What it means to be intelligent
What Does It Mean to Be Intelligent?
LLMs: Word Calculators or Something More?
Large Language Models (LLMs) like GPT-4 are often described as “word calculators”:
- They don’t have an inherent understanding of the world.
- They can’t reason in the human sense.
- They can’t set their own goals or desires.
Yet, from the seemingly simple objective of next-word prediction, we’ve seen a host of emergent properties. LLMs can:
- Write code and poetry
- Summarize complex documents
- Pass professional exams
- Hold conversations that feel intelligent
These capabilities make LLMs appear very intelligent, even if their underlying mechanism is just statistical pattern matching.
Reference: Sparks of Artificial General Intelligence: Early experiments with GPT-4 (Microsoft)
From Philosophy to Experiment: The Chinese Room
The Chinese Room is a famous thought experiment by philosopher John Searle. Imagine a person who doesn’t understand Chinese locked in a room. They receive Chinese characters and use a rulebook (written in English) to produce appropriate Chinese responses. To an outside observer, it seems like the person understands Chinese, but in reality, they’re just manipulating symbols.

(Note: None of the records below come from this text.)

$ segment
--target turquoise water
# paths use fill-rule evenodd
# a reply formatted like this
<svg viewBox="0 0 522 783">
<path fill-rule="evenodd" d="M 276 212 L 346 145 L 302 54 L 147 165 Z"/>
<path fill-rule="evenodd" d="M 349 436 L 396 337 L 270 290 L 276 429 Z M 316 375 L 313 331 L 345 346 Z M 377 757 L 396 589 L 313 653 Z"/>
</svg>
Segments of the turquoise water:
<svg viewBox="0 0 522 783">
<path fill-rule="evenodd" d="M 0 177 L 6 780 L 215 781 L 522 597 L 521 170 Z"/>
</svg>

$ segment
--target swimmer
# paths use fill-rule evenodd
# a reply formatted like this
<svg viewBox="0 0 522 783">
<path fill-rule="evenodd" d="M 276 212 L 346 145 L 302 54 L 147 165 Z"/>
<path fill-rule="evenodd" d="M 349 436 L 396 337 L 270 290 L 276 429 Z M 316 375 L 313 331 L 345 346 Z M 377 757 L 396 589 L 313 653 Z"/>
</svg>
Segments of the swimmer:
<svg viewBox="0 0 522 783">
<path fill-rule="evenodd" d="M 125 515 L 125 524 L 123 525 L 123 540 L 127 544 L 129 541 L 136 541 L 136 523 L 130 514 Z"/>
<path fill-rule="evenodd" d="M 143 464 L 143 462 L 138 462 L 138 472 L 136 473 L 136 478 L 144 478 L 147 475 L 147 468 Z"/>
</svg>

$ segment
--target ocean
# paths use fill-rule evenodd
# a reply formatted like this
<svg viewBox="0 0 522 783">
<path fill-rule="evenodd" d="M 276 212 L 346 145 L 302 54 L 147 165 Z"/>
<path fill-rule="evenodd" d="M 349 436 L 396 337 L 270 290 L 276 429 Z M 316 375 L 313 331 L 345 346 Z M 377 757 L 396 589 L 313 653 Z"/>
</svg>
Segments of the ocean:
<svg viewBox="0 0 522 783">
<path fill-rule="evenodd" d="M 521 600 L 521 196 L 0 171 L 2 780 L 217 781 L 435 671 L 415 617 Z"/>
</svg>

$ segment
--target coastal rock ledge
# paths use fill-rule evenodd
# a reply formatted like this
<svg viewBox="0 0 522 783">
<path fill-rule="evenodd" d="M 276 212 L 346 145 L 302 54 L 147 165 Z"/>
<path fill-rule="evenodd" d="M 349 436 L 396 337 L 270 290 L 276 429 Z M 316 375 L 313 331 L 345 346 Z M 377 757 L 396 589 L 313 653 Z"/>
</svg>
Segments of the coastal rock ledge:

Today’s LLMs are a lot like the Chinese Room: they manipulate symbols (words) based on rules (statistical patterns) without true understanding. Yet, the output can be so convincing that it raises the question: does understanding matter if the results are useful?
Further reading:
Does It Matter If LLMs Aren’t “Truly” Intelligent?
Some leading AI researchers, like Yann LeCun, argue that scaling up LLMs won’t get us to Artificial General Intelligence (AGI). They believe something architecturally different is needed—LLMs are just “word calculators.”
But does it matter, at least for practical purposes?
- If a sufficiently trained model can reason about things (even if it’s just next-word prediction) and the reasoning is correct, could we consider that as a form of intelligence?
- Many emergent properties of LLMs can be explained this way. If a system works as per our observations, we treat it as correct—just as in science, where models are updated as new evidence comes in.
Reference:
Economic and Societal Impact
Setting aside philosophical debates, the economic implications of AI and LLMs are already profound. The economy doesn’t run on “truth”—it runs on what people believe and value (much like the stock market).
LLMs are already:
- Automating customer support
- Assisting in legal and medical research
- Powering new tools for writing, coding, and creativity
The potency of AI and LLMs can’t be underestimated, even as we strive for more robust and truly intelligent systems.
Further reading:
Final Thoughts
Whether or not LLMs are “truly” intelligent, their impact is real and growing. As we continue to observe and experiment, our definitions of intelligence—and our expectations for machines—may evolve as well.